ISPRS International Journal of Geo-Information (22209964)12(11)
Crop classification using remote sensing data has emerged as a prominent research area in recent decades. Studies have demonstrated that fusing synthetic aperture radar (SAR) and optical images can significantly enhance the accuracy of classification. However, a major challenge in this field is the limited availability of training data, which adversely affects the performance of classifiers. In agricultural regions, the dominant crops typically consist of one or two specific types, while other crops are scarce. Consequently, when collecting training samples to create a map of agricultural products, there is an abundance of samples from the dominant crops, forming the majority classes. Conversely, samples from other crops are scarce, representing the minority classes. Addressing this issue requires overcoming several challenges and weaknesses associated with the traditional data generation methods.

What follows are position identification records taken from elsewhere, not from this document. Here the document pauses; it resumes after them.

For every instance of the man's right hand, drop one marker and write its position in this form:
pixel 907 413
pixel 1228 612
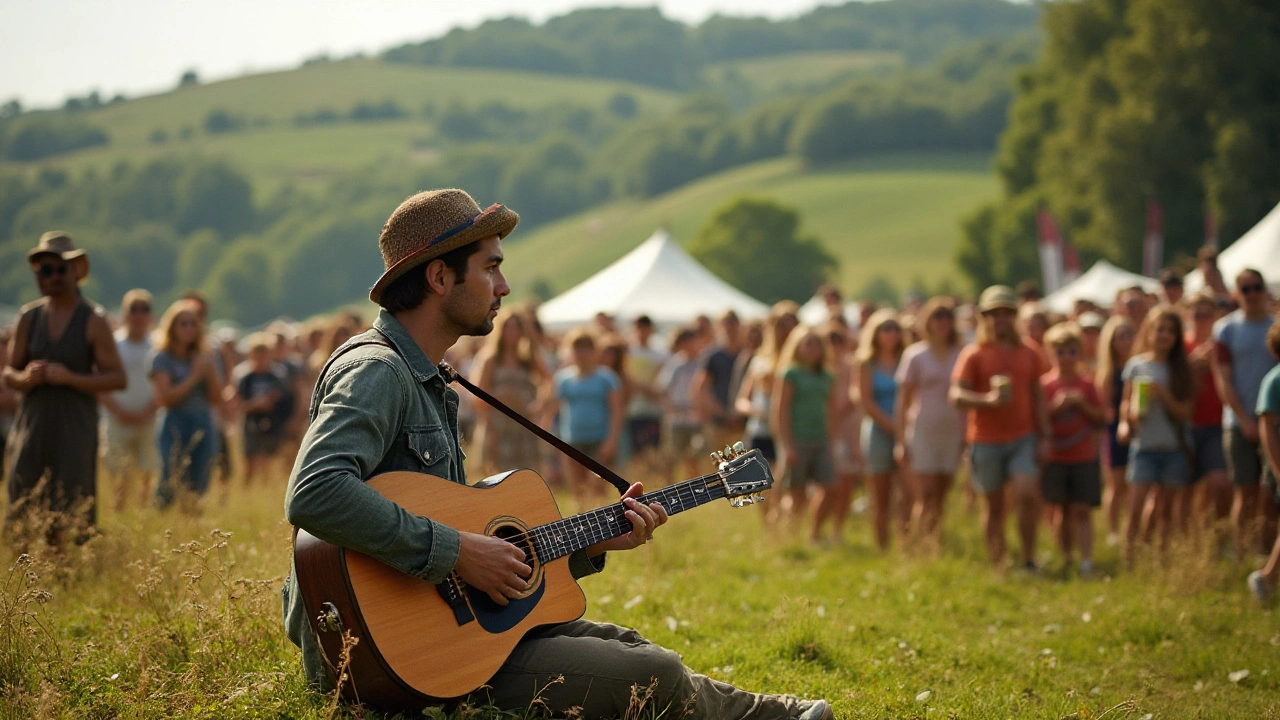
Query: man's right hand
pixel 492 565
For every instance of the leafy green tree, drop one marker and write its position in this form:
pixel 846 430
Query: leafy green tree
pixel 1130 100
pixel 754 245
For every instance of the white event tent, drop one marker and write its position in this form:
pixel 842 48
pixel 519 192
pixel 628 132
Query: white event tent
pixel 659 279
pixel 1257 249
pixel 1098 286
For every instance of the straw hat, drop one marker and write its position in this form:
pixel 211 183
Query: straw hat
pixel 997 296
pixel 430 224
pixel 58 242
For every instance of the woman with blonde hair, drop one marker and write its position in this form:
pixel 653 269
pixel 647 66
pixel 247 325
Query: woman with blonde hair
pixel 510 367
pixel 1115 345
pixel 753 395
pixel 878 354
pixel 188 387
pixel 801 411
pixel 929 429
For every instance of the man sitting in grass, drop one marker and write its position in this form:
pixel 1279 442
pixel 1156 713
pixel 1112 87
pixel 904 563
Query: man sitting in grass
pixel 1072 479
pixel 1264 582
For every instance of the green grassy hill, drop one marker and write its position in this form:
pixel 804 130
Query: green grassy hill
pixel 894 217
pixel 272 149
pixel 800 71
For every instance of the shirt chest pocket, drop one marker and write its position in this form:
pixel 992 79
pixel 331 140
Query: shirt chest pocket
pixel 428 451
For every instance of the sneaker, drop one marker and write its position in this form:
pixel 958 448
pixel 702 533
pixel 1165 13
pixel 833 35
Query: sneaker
pixel 1258 586
pixel 814 710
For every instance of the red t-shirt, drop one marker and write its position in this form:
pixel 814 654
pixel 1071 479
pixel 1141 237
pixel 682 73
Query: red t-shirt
pixel 1207 411
pixel 1022 364
pixel 1074 437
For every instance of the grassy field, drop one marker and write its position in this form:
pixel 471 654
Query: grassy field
pixel 270 149
pixel 894 217
pixel 800 71
pixel 173 616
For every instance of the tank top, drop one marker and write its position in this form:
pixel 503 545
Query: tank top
pixel 885 388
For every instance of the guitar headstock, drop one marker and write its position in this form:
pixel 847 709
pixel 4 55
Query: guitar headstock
pixel 744 473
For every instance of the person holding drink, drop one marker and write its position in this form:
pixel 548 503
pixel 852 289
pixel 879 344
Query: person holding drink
pixel 1157 402
pixel 997 381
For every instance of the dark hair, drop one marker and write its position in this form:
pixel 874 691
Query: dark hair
pixel 1246 272
pixel 408 291
pixel 1180 379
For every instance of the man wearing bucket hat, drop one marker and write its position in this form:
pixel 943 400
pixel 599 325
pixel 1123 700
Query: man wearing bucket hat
pixel 380 404
pixel 62 355
pixel 997 381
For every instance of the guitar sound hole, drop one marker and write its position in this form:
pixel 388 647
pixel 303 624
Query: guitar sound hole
pixel 519 537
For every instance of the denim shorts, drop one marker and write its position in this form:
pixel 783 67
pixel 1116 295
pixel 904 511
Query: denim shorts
pixel 877 449
pixel 995 463
pixel 1160 468
pixel 1207 449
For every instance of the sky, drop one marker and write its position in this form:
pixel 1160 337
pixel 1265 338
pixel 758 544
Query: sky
pixel 54 49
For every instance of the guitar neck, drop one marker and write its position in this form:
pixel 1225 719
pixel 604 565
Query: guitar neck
pixel 570 534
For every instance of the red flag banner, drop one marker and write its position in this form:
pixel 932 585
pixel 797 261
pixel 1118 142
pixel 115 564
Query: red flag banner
pixel 1051 250
pixel 1153 245
pixel 1070 261
pixel 1210 228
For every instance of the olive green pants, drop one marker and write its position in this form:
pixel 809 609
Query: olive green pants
pixel 612 671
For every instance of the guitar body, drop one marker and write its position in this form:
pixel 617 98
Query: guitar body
pixel 414 646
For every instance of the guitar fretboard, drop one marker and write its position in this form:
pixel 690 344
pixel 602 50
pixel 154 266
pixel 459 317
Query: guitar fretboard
pixel 570 534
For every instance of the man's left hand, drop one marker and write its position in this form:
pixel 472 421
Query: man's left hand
pixel 644 520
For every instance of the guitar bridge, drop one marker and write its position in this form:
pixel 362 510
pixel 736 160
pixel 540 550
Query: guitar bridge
pixel 451 589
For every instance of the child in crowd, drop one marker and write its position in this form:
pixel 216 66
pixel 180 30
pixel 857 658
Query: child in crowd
pixel 590 410
pixel 803 406
pixel 1159 396
pixel 259 388
pixel 1072 478
pixel 1115 345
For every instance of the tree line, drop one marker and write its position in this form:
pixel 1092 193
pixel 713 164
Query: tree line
pixel 1136 100
pixel 640 45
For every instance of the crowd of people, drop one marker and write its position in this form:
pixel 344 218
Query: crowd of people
pixel 1160 409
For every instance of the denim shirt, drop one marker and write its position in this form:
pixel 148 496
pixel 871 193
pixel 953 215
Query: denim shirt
pixel 376 409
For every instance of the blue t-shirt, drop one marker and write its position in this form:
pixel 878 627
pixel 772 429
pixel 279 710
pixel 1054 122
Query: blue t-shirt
pixel 585 404
pixel 885 388
pixel 178 370
pixel 1269 395
pixel 1243 343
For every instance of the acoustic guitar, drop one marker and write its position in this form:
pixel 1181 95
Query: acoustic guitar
pixel 417 643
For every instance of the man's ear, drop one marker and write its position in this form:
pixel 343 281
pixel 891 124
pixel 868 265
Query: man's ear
pixel 438 277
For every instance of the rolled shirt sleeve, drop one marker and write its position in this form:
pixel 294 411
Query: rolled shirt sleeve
pixel 350 436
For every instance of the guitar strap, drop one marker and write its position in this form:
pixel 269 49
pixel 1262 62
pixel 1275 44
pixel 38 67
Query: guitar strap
pixel 451 376
pixel 575 454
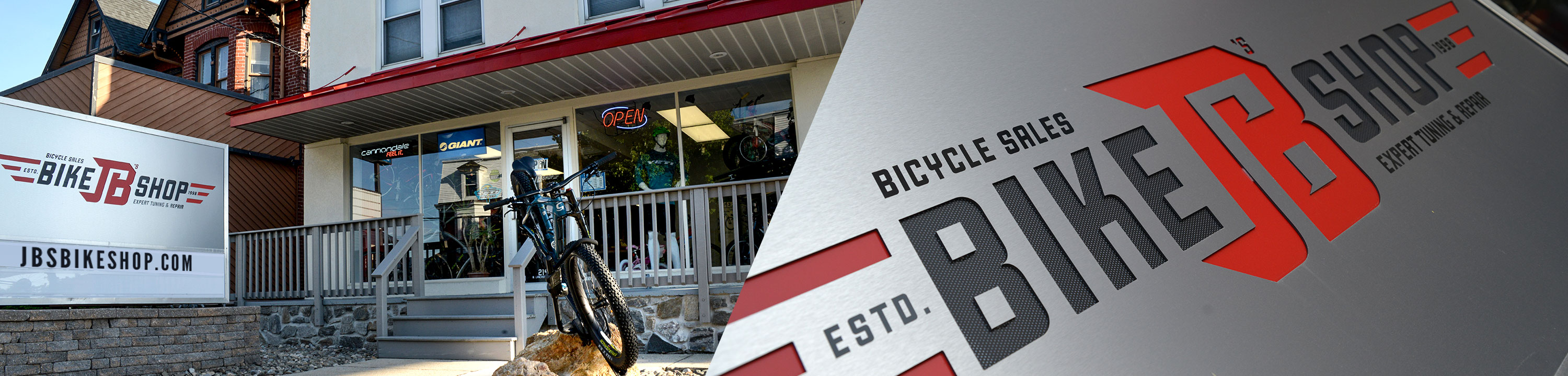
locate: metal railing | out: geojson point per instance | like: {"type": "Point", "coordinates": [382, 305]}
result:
{"type": "Point", "coordinates": [687, 236]}
{"type": "Point", "coordinates": [328, 261]}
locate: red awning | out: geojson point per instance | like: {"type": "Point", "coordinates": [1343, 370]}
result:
{"type": "Point", "coordinates": [791, 29]}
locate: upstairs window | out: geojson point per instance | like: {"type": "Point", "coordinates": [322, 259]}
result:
{"type": "Point", "coordinates": [214, 65]}
{"type": "Point", "coordinates": [261, 69]}
{"type": "Point", "coordinates": [607, 7]}
{"type": "Point", "coordinates": [460, 24]}
{"type": "Point", "coordinates": [95, 35]}
{"type": "Point", "coordinates": [400, 30]}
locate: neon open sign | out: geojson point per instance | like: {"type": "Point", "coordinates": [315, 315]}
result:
{"type": "Point", "coordinates": [625, 118]}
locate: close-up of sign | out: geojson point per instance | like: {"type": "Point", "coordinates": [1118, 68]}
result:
{"type": "Point", "coordinates": [1173, 189]}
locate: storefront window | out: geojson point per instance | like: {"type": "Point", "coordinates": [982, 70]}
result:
{"type": "Point", "coordinates": [722, 134]}
{"type": "Point", "coordinates": [739, 132]}
{"type": "Point", "coordinates": [460, 173]}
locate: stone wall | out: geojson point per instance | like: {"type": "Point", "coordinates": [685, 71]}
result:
{"type": "Point", "coordinates": [113, 342]}
{"type": "Point", "coordinates": [347, 325]}
{"type": "Point", "coordinates": [676, 322]}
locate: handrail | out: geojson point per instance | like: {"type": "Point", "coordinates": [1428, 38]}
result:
{"type": "Point", "coordinates": [393, 259]}
{"type": "Point", "coordinates": [520, 312]}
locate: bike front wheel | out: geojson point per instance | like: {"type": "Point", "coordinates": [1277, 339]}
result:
{"type": "Point", "coordinates": [596, 297]}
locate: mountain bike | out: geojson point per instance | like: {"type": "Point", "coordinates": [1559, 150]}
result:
{"type": "Point", "coordinates": [551, 221]}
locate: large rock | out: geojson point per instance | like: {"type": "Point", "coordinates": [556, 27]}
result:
{"type": "Point", "coordinates": [668, 309]}
{"type": "Point", "coordinates": [565, 355]}
{"type": "Point", "coordinates": [524, 367]}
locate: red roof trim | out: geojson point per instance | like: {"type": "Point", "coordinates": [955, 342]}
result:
{"type": "Point", "coordinates": [567, 43]}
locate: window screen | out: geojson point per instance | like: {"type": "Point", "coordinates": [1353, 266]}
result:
{"type": "Point", "coordinates": [460, 24]}
{"type": "Point", "coordinates": [607, 7]}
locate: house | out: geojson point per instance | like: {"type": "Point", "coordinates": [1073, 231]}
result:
{"type": "Point", "coordinates": [129, 60]}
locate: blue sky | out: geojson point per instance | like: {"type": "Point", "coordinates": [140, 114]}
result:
{"type": "Point", "coordinates": [27, 30]}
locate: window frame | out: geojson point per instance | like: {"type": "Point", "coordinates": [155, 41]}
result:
{"type": "Point", "coordinates": [386, 18]}
{"type": "Point", "coordinates": [587, 13]}
{"type": "Point", "coordinates": [441, 26]}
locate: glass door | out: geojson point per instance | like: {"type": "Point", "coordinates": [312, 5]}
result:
{"type": "Point", "coordinates": [545, 145]}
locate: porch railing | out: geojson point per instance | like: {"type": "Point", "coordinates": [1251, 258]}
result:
{"type": "Point", "coordinates": [687, 236]}
{"type": "Point", "coordinates": [328, 261]}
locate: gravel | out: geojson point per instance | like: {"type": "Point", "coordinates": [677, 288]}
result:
{"type": "Point", "coordinates": [291, 359]}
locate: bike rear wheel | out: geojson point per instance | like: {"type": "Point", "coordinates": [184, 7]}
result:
{"type": "Point", "coordinates": [596, 297]}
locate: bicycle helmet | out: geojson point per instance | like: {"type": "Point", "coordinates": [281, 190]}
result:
{"type": "Point", "coordinates": [523, 176]}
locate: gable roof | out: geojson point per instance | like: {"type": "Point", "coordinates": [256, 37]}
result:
{"type": "Point", "coordinates": [126, 21]}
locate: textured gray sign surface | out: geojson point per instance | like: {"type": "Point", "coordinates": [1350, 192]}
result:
{"type": "Point", "coordinates": [1172, 189]}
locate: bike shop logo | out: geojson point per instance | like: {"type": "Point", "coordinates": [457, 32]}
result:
{"type": "Point", "coordinates": [1205, 95]}
{"type": "Point", "coordinates": [104, 181]}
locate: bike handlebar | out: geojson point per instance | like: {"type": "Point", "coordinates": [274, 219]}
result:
{"type": "Point", "coordinates": [557, 185]}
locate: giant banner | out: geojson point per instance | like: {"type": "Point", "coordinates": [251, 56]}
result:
{"type": "Point", "coordinates": [1195, 187]}
{"type": "Point", "coordinates": [101, 212]}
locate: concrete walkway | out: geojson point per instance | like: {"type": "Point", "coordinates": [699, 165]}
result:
{"type": "Point", "coordinates": [433, 367]}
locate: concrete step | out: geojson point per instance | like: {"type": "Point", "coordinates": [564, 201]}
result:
{"type": "Point", "coordinates": [455, 325]}
{"type": "Point", "coordinates": [466, 348]}
{"type": "Point", "coordinates": [460, 304]}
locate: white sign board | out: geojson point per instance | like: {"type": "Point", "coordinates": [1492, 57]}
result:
{"type": "Point", "coordinates": [101, 212]}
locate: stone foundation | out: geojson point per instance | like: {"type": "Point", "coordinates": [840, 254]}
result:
{"type": "Point", "coordinates": [347, 325]}
{"type": "Point", "coordinates": [113, 342]}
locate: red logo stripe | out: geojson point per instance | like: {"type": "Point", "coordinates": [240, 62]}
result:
{"type": "Point", "coordinates": [1434, 16]}
{"type": "Point", "coordinates": [1462, 35]}
{"type": "Point", "coordinates": [777, 286]}
{"type": "Point", "coordinates": [1473, 66]}
{"type": "Point", "coordinates": [937, 366]}
{"type": "Point", "coordinates": [19, 159]}
{"type": "Point", "coordinates": [780, 362]}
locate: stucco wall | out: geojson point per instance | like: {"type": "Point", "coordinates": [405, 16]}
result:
{"type": "Point", "coordinates": [347, 33]}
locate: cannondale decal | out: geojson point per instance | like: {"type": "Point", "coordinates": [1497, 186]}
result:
{"type": "Point", "coordinates": [1238, 116]}
{"type": "Point", "coordinates": [104, 181]}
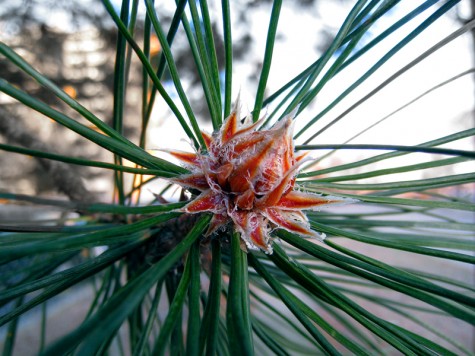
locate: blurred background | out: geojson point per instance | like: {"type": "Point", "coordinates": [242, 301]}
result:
{"type": "Point", "coordinates": [73, 43]}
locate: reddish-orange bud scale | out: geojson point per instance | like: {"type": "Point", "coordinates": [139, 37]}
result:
{"type": "Point", "coordinates": [248, 177]}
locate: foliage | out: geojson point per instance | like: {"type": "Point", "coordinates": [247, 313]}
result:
{"type": "Point", "coordinates": [159, 286]}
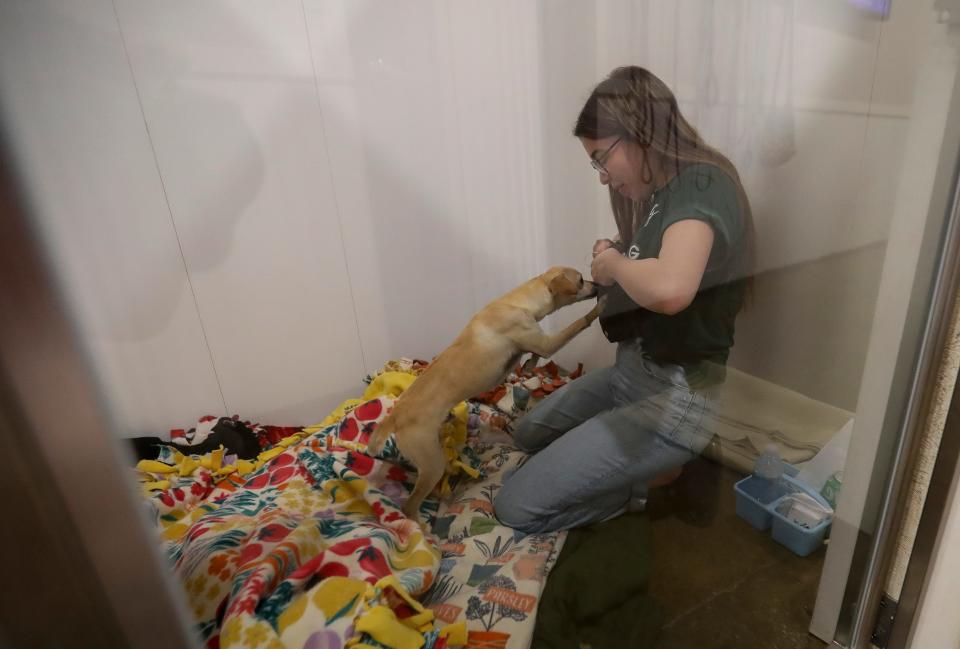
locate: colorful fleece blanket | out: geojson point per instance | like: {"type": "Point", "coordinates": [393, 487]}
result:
{"type": "Point", "coordinates": [306, 547]}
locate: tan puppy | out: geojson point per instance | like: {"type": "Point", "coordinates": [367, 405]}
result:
{"type": "Point", "coordinates": [479, 359]}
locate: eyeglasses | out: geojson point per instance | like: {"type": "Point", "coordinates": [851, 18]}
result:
{"type": "Point", "coordinates": [597, 163]}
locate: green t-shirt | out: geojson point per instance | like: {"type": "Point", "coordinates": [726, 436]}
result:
{"type": "Point", "coordinates": [704, 330]}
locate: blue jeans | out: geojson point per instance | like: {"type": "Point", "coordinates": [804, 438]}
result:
{"type": "Point", "coordinates": [599, 440]}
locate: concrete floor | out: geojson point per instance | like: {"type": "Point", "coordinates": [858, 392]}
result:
{"type": "Point", "coordinates": [723, 584]}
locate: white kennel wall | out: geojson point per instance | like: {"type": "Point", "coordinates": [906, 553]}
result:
{"type": "Point", "coordinates": [253, 204]}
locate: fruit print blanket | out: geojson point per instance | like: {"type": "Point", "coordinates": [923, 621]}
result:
{"type": "Point", "coordinates": [306, 547]}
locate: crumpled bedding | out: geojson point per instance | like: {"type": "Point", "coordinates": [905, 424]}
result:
{"type": "Point", "coordinates": [305, 546]}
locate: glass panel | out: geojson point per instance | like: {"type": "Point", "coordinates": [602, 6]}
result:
{"type": "Point", "coordinates": [261, 214]}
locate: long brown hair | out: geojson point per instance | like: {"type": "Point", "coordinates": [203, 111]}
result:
{"type": "Point", "coordinates": [634, 104]}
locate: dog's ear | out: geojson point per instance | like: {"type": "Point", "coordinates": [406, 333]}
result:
{"type": "Point", "coordinates": [560, 283]}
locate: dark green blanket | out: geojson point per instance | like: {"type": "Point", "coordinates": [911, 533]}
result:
{"type": "Point", "coordinates": [596, 593]}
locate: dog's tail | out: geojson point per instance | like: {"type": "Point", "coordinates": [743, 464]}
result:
{"type": "Point", "coordinates": [380, 434]}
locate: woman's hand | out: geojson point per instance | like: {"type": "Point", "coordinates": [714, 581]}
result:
{"type": "Point", "coordinates": [601, 245]}
{"type": "Point", "coordinates": [605, 264]}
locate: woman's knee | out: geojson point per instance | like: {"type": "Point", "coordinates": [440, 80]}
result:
{"type": "Point", "coordinates": [530, 435]}
{"type": "Point", "coordinates": [508, 507]}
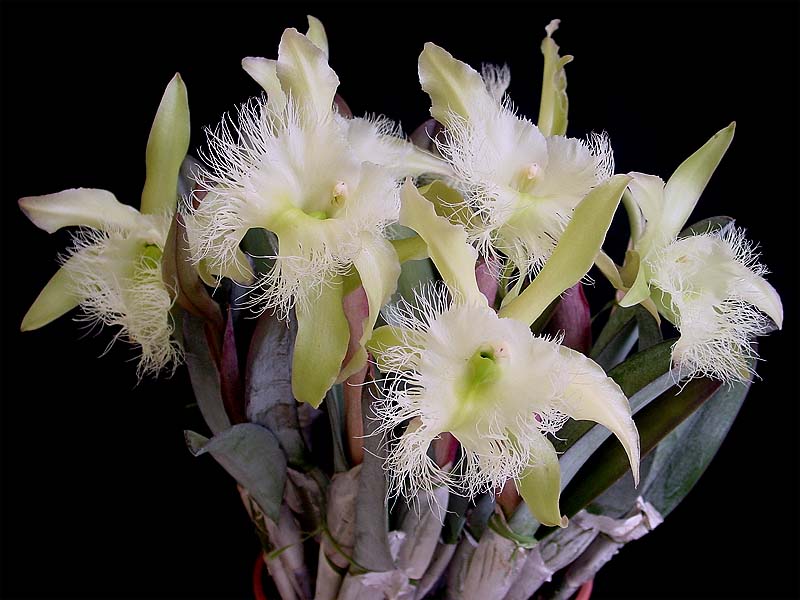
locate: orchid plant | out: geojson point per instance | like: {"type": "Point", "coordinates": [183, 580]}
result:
{"type": "Point", "coordinates": [425, 297]}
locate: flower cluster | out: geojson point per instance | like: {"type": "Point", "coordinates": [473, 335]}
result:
{"type": "Point", "coordinates": [333, 191]}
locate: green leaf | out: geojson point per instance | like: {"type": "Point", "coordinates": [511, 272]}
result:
{"type": "Point", "coordinates": [687, 183]}
{"type": "Point", "coordinates": [253, 457]}
{"type": "Point", "coordinates": [334, 403]}
{"type": "Point", "coordinates": [268, 389]}
{"type": "Point", "coordinates": [372, 517]}
{"type": "Point", "coordinates": [166, 148]}
{"type": "Point", "coordinates": [203, 374]}
{"type": "Point", "coordinates": [321, 344]}
{"type": "Point", "coordinates": [554, 105]}
{"type": "Point", "coordinates": [708, 225]}
{"type": "Point", "coordinates": [654, 423]}
{"type": "Point", "coordinates": [574, 254]}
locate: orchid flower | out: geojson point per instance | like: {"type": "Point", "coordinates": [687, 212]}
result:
{"type": "Point", "coordinates": [325, 185]}
{"type": "Point", "coordinates": [710, 285]}
{"type": "Point", "coordinates": [454, 365]}
{"type": "Point", "coordinates": [521, 182]}
{"type": "Point", "coordinates": [113, 271]}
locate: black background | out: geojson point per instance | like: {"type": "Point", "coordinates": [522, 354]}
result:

These methods have been employed to tackle the imbalanced nature of training data. Nevertheless, they still face limitations in effectively handling minority classes. Overall, the issue of inadequate training data, particularly for minority classes, remains a hurdle that the traditional methods struggle to overcome. In this research, we explore the effectiveness of a conditional tabular generative adversarial network (CTGAN) as a synthetic data generation method based on a deep learning network, for addressing the challenge of limited training data for minority classes in crop classification using the fusion of SAR-optical data. Our findings demonstrate that the proposed method generates synthetic data with a higher quality, which can significantly increase the number of samples for minority classes, leading to a better performance of crop classifiers. For instance, according to the G-mean metric, we observed notable improvements in the performance of the XGBoost classifier of up to 5% for minority classes. Furthermore, the statistical characteristics of the synthetic data were similar to real data, demonstrating the fidelity of the generated samples. Thus, CTGAN can be employed as a solution for addressing the scarcity of training data for minority classes in crop classification using SAR–optical data. © 2023 by the authors.